There’s something so comforting about Italian food — and I’m not even Italian. Must be the noodles. Or the warm, savory sauces. Or the fresh basil and parsley. Or the cheese — oh, the cheese! I’m just not ready to go vegan yet because I can’t say goodbye to the cheese.
But I digress. Whether you prefer your Italian food the traditional, full-fat way or you’re trying to go more whole-foods, plant-based, there’s bound to be a recipe you and your family will love. Here are three we just can’t get enough of. And as always, check the Healthy Little Changes Recipes page for more mealtime inspiration.
Tomato, mozzarella, and basil quinoa salad
This light salad from Averie Cooks is great for a potluck, or keep it for yourself and make a lunch out of it. I like to make a batch of quinoa at the beginning of the week and mix it into meals, and this is one of my go-to’s. I usually go the cheap route and cut up string cheese instead of balled mozzarella, or you could try dairy-free Daiya cheese to make this vegan.
Skillet tomato casserole with white beans and croutons
This skillet recipe from Well Plated also calls for cheese, but it could easily be omitted (as with the sugar, which I cut out). Despite being called a casserole, this is actually a sophisticated dish and would impress any vegetarian dinner guest. Admittedly my husband didn’t love it, but I take the blame on that one since I let my croutons get kind of soggy.

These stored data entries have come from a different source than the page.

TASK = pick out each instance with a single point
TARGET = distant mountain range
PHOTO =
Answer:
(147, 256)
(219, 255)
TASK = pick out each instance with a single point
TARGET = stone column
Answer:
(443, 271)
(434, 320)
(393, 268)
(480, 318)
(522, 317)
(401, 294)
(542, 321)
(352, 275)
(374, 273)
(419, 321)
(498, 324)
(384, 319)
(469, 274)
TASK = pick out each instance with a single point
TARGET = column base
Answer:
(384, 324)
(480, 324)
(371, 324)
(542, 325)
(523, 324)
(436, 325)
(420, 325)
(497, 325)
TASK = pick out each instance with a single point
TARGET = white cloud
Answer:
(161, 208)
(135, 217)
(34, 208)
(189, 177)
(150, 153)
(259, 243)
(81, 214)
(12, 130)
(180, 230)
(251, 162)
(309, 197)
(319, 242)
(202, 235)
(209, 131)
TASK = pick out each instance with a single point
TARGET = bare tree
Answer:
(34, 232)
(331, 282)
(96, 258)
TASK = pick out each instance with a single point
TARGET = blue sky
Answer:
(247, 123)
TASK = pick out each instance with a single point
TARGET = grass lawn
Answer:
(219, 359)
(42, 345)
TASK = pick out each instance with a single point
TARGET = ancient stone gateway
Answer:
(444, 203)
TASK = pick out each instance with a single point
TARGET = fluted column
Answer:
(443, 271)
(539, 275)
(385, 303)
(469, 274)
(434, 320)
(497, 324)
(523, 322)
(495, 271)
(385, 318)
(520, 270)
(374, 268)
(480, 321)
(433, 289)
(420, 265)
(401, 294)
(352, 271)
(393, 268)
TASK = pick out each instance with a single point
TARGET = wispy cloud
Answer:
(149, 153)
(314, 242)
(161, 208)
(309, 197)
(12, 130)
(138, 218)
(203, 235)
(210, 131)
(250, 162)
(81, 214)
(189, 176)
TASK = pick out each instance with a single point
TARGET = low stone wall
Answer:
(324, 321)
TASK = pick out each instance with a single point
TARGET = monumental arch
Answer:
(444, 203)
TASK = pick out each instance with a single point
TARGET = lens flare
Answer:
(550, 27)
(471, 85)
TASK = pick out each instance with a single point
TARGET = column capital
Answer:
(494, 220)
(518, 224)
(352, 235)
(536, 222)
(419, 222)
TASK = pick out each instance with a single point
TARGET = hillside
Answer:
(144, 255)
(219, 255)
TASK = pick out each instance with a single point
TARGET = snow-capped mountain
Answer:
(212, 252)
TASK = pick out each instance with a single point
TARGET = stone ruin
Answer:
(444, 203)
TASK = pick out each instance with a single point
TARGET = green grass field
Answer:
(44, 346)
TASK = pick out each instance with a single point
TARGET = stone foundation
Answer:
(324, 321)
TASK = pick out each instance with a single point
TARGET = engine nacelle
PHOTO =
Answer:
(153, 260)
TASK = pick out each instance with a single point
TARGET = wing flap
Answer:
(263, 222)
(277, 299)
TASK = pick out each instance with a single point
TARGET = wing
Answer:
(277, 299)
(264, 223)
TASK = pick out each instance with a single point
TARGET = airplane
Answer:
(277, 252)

When executed a bit better I’m sure this is a stunner.
Slow cooker marinara sauce
If you’re new to whole foods cooking, it may seem nuts to make your own spaghetti sauce when it’s cheap and easily available in a jar. But did you know that pre-made spaghetti sauce is astoundingly full of sugar (not to mention all of the other not-so-good-for-you ingredients)? On average, one cup of sauce has about 12 grams of sugar. That’s 3 teaspoons, people, and it’s WAY too much — and entirely unnecessary. This recipe for slow cooker marinara sauce from Recipe Tin Eats has just 1 tablespoon of brown sugar per 6 cups of sauce, which can be substituted for honey or completely omitted. And this sauce is fabulous, and so easy to make. Just toss it in the slow cooker and boom, you’re done. (You can easily omit the olive oil, too, for a purely WFPB dish.) This marinara has such a range and depth of flavor that after making this once, I swore never to buy pre-made sauce again, no matter how pressed for time I was. One recipe makes a big batch, equivalent to about 3 jars of sauce. Have some now and freeze the rest for later.